Day 586 April 8, 1941

Libya. German 5th Light Division prepares to attack the fort at Mechili. British, Australian and Indian troops realize that reinforcements are not coming and attempt to break out at dawn. A sandstorm confuses the fighting, allowing 300 Allied troops to get away to Tobruk but 2000 are captured including British 2nd Armoured Division commander General Gambier-Parry. Rommel appropriates Gambier-Parry’s plastic goggles and two Dorchester armoured cars (renamed Max and Moritz after characters in a children’s story). Thus is born the image of Rommel in his command vehicle with goggles on his peaked cap. British CIC Middle East General Wavell orders that Tobruk must be held at all costs; Rommel cannot go much further without a port to resupply his armoured columns but if Tobruk falls he can advance all the way to Cairo, Egypt (so weak are the British defenses). The job of holding Tobruk falls to the 9th Australian Division.

Balkans. Germans advance in Southern Yugoslavia towards and into Greece. 2nd Panzer Division traverses a small mountain range and crosses the Greek border at the Dojran Lake. 73rd Infantry Division moves into the Monastir Valley and captures the town of Prilep, on the rail line to Salonika, ready to swarm down the wide, flat valley to the Greek border. Meanwhile, German 6th Mountain Division breaks through Metaxas Line at a point considered impassable by the Greeks, by crossing a 7,000 ft mountain range.

Eritrea.

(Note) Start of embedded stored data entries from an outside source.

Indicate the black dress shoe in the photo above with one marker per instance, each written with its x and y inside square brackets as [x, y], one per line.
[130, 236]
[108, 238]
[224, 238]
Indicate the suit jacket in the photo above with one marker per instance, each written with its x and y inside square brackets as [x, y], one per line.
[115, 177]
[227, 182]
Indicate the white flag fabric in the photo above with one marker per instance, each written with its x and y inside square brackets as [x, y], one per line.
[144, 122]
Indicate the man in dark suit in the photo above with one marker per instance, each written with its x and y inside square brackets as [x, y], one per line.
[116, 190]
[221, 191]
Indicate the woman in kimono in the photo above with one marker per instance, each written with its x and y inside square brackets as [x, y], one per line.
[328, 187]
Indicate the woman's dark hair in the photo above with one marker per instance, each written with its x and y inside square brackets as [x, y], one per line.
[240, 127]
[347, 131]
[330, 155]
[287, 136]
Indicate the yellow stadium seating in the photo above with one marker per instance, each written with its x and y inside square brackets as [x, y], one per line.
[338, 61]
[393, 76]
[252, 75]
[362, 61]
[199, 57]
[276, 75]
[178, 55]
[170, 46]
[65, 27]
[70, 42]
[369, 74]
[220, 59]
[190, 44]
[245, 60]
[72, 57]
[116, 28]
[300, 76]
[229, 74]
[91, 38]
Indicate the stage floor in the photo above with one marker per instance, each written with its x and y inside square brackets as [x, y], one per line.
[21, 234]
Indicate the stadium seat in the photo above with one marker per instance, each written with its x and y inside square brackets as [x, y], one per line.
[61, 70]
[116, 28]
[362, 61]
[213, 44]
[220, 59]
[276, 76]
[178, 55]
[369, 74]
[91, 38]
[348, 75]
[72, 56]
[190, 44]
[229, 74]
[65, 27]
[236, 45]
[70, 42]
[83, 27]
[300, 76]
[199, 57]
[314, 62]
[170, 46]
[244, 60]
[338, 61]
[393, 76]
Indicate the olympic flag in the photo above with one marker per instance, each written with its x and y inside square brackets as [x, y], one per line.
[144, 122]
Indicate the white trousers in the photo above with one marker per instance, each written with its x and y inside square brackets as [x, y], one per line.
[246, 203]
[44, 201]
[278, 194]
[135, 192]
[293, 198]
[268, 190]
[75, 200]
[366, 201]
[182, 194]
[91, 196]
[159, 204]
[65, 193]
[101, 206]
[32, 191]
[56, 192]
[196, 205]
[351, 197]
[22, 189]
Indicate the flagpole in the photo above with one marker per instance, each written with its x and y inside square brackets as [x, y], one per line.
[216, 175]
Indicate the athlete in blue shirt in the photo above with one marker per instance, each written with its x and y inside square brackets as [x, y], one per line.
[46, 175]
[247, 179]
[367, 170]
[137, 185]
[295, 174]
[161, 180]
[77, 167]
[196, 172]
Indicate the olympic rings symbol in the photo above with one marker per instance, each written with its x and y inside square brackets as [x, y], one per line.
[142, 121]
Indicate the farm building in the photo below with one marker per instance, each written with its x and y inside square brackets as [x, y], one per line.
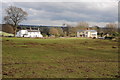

Aided by a drawing of the Massawa defenses discovered in the Italian War Office at Asmara, British & Indian & Free French troops capture hill forts surrounding Massawa. Colonel Ralph Monclar of the French Foreign Legion rushes ahead and captures the Italian admiralty building. British General Heath arrives and accepts the formal the surrender of 10,000 Italian naval personnel and colonial troops from Italian Admiral Bonetti. Ammunition and supply dumps have been destroyed. Italian minelayer Ostia is sunk by RAF while Italian destroyer escort Orsini, 5 torpedo motor boats and 7 freighters are scuttled. The harbour is an unusable mess of partially sunk ships plus dumped cargo, tanks and other vehicles.

200 miles South of the Azores, U-107 sinks British SS Eskdene at 7.42 AM with 2 torpedoes and 104 rounds from the deck gun (all 39 crew are picked up by British SS Penhale and taken to Pernambuco, Brazil) and British SS Helena Margareta at 7.40 PM (27 crew lost, 7 crew members and 2 gunners picked up on April 14 by fleet oiler Cairndale and landed at Gibraltar). Further South, 150 miles off Freetown, Sierra Leone, U-124 sinks British SS Tweed at 12.25 PM (3 crew lost, 22 survivors in 2 lifeboats make land at Conakry, French Guinea).